We spend so much time obsessing over areas where human employment will be reduced by AI that we forget to take note of where jobs will be added. The HBR report predicts that helping AI administer the new GDPR regulations will create 75,000 new jobs.
Task #2: Train Your Robot
Anyone who wants to remain anonymous online would be wise to follow measures such as using an HTTPS connection, avoiding public wi-fi, always utilizing a VPN, and opting for web browsers that make privacy a priority. Unfortunately, machines have proven they can track, record, and sift through unimaginable data sets, so even the above privacy measures may not be good enough.
However, the good news is that none of this happens through the machine’s own prerogative. The machine must be guided and trained by humans. Typically, this begins with the introduction of large data sets.
Machine learning algorithms go to work “studying” this material related to what their ultimate job will be. If the job involves detecting diseases, the data will include reams of information that provide background on the common characteristics of a particular disease and, just as importantly, clues for ruling out others.
Additionally, the machine has to be trained in the proper way to interact with humans, both the ones doing the training and those it will come into contact with (such as customers or clients) during the course of going about its duties. For example, the Microsoft personal assistant known as Cortana was trained into its personality (confident, helpful, but not bossy) through endless interactions with a novelist, a playwright, and a poet.
Task #3: Sustain Your Robot’s Work
As far back as 1940, renowned science fiction writer, Isaac Asimov, created a set of three rules he called the Laws of Robotics.
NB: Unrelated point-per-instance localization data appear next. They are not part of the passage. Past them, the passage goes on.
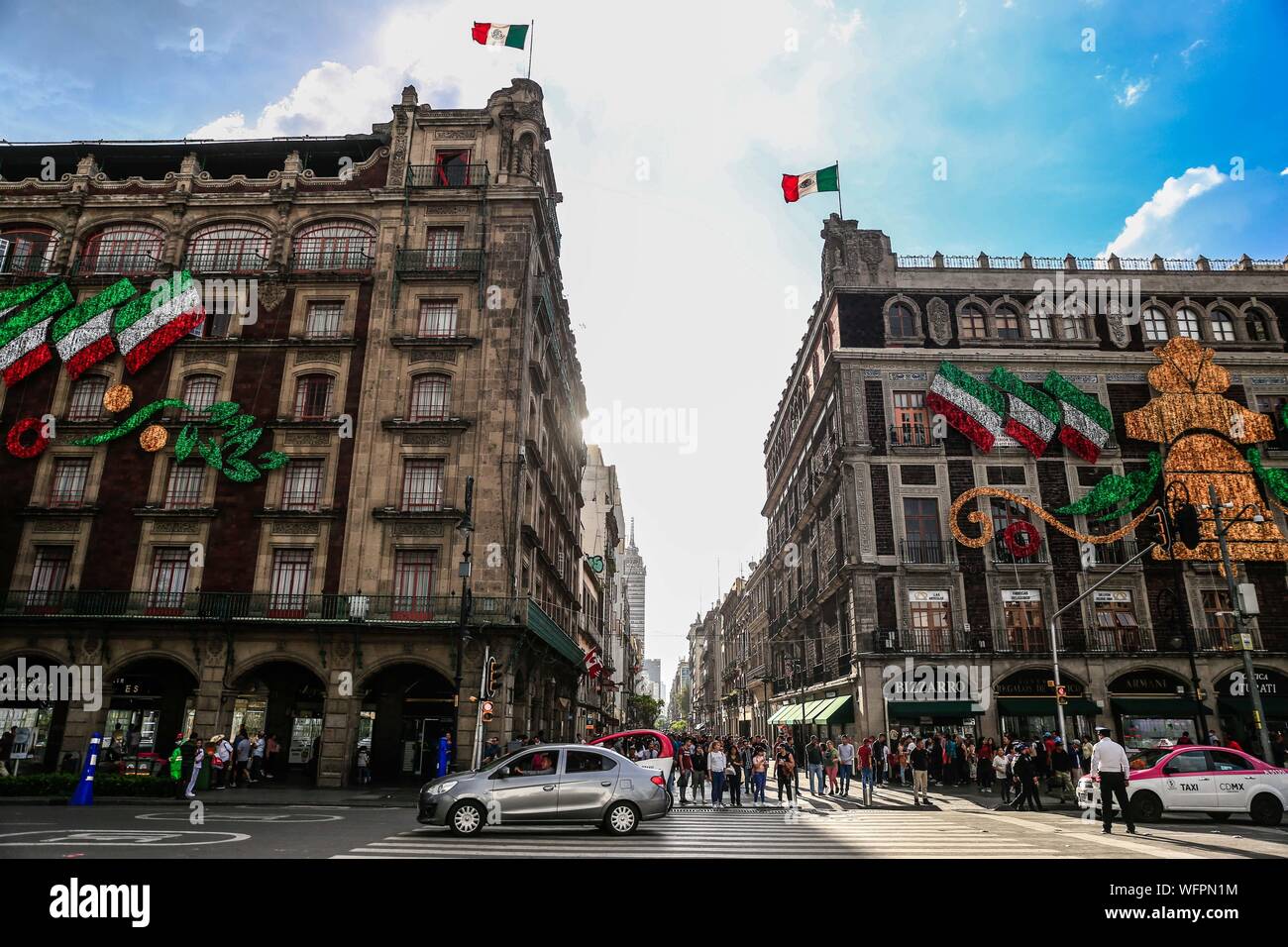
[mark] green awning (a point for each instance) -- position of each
(1274, 706)
(837, 710)
(1044, 706)
(1180, 707)
(905, 710)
The first states: “A robot may not injure a human being or, through inaction, allow a human being to come to harm.”
If we can set aside the fear that AI is rapidly becoming one of the greatest threats to online privacy through personal assistants like Alexa and the aforementioned Cortana, expect continued employment growth in the field of robot safety engineers, people who will be tasked with making sure the AI-powered workforce functions properly and safely.
Part of this job is to observe AI in action and try to prevent problems before they cause harm to people or property. We go back to our example above of an autonomous car that causes a fatal accident. Through careful observation of the real-world manifestation of the training process, such outcomes can probably never be prevented but at least minimized to the point that having a robot behind the wheel is statistically safer than a human driver.
In order to enjoy a fully beneficial and collaborative relationship with AI, companies are going to have to learn to do things differently and not just look at machines as an alternative workforce that doesn’t complain or take long lunches and sick days. Training a chatbot to provide better customer service is a different sort of beast – almost like working with a child.
Despite popular terminology, this new generation of machines isn’t smart. They are able to process immense amounts of inputted data, though, in a short period of time, and arrive at a conclusion that is supported by the preponderance of the evidence. This is a good thing for decision-makers who can overcome natural paranoia against the “new world order” and accept the reality that robots are simply a very, very useful tool, like a hammer or power saw. You don’t see carpenters turning up their noses at those.